Blame Wolfgang Puck.
It was Puck who in the eighties changed the notion of what a pizza could be, getting creative and moving beyond the basic trinity toppings – sausage, pepperoni and mushroom – and heavy sauce and cheese.

Perhaps you can’t draw a straight line from Spago to Perla’s Pizza but a connection could definitely be argued. How else would you explain a pizza with bananas on it?
Perla’s is the project of Mike Collantes of Taglish, the Filipino-American food stall inside the Lotte Market on West Colonial Drive. Perla’s, in the Mills 50 district in an almost-shared space with the Thirsty Topher, does just pizzas (and one salad), offering a small collection of curated pies, most of them more mundane than the one called It’s Bananas.

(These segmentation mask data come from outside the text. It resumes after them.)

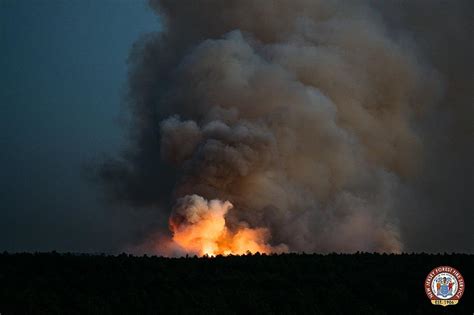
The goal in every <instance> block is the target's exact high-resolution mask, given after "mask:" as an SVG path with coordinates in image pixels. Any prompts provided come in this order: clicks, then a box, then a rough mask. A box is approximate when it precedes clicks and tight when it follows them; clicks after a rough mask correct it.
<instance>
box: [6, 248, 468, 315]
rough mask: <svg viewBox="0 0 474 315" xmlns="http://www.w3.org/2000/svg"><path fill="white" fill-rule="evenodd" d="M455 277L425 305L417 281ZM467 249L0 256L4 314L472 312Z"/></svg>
mask: <svg viewBox="0 0 474 315" xmlns="http://www.w3.org/2000/svg"><path fill="white" fill-rule="evenodd" d="M440 265H449V266H452V267H455V268H456V269H458V270H459V271H460V272H461V273H462V274H463V276H464V279H465V282H466V291H465V293H464V296H463V298H462V299H461V301H460V302H459V304H458V305H456V306H448V307H446V308H443V307H442V306H434V305H432V304H431V303H430V301H429V299H428V298H427V297H426V295H425V292H424V287H423V285H424V280H425V277H426V276H427V274H428V273H429V272H430V271H431V270H432V269H433V268H435V267H437V266H440ZM473 269H474V256H473V255H465V254H444V255H427V254H402V255H387V254H368V253H358V254H353V255H345V254H329V255H317V254H282V255H259V254H257V255H245V256H230V257H215V258H197V257H183V258H164V257H155V256H151V257H150V256H143V257H135V256H131V255H126V254H122V255H118V256H107V255H86V254H79V255H78V254H70V253H67V254H58V253H54V252H53V253H35V254H8V253H3V254H0V313H1V314H2V315H7V314H241V313H244V314H245V313H246V314H436V313H449V314H472V312H473V311H474V305H473V302H474V294H473V292H474V284H472V285H471V283H474V270H473Z"/></svg>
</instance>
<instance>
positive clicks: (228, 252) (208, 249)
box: [170, 195, 287, 256]
mask: <svg viewBox="0 0 474 315" xmlns="http://www.w3.org/2000/svg"><path fill="white" fill-rule="evenodd" d="M185 198H188V200H187V203H186V204H185V206H184V207H180V208H179V207H178V209H177V210H176V209H175V211H173V214H172V215H171V217H170V229H171V231H172V233H173V241H174V242H175V243H176V244H177V245H179V246H180V247H181V248H182V249H183V250H184V251H185V252H186V253H192V254H197V255H199V256H205V255H207V256H216V255H231V254H232V255H243V254H246V253H248V252H250V253H252V254H254V253H257V252H259V253H271V252H283V251H286V250H287V249H286V246H284V245H280V246H277V247H272V246H271V245H269V244H268V243H267V241H268V239H269V238H270V233H269V231H268V229H266V228H256V229H252V228H249V227H247V226H245V225H242V226H239V227H238V228H236V229H235V230H231V229H229V228H228V227H227V226H226V221H225V215H226V214H227V212H228V211H229V210H230V209H231V208H232V207H233V206H232V204H231V203H230V202H228V201H226V202H222V201H219V200H211V201H210V202H207V201H206V200H205V199H204V198H202V197H200V196H197V195H193V196H186V197H185Z"/></svg>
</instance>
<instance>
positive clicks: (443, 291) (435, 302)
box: [425, 266, 465, 306]
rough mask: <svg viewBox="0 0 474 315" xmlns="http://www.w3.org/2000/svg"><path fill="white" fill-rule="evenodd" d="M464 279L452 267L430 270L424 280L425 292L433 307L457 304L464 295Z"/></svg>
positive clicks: (464, 286)
mask: <svg viewBox="0 0 474 315" xmlns="http://www.w3.org/2000/svg"><path fill="white" fill-rule="evenodd" d="M464 288H465V285H464V279H463V277H462V275H461V273H460V272H459V271H457V270H456V269H455V268H453V267H449V266H440V267H436V268H435V269H433V270H431V272H430V273H429V274H428V276H427V277H426V280H425V292H426V295H427V296H428V298H429V299H430V300H431V303H433V304H434V305H442V306H448V305H455V304H458V302H459V300H460V299H461V297H462V295H463V293H464Z"/></svg>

That isn’t exactly the phrase I uttered when I first heard that Perla’s would offer a pizza with bananas. At the time I speculated that Collantes was just trying to tick off people who thought pineapple on a pizza was sacrilege. To that point, Perla’s also offers a selection called Everybody Hates Pineapple.
I include myself with everybody on that notion, even though Perla’s use of pineapple jam paired with pickled jalapenos sounded a tad intriguing. Just a tad.
But I really couldn’t ignore the bananas staring at me from the menu.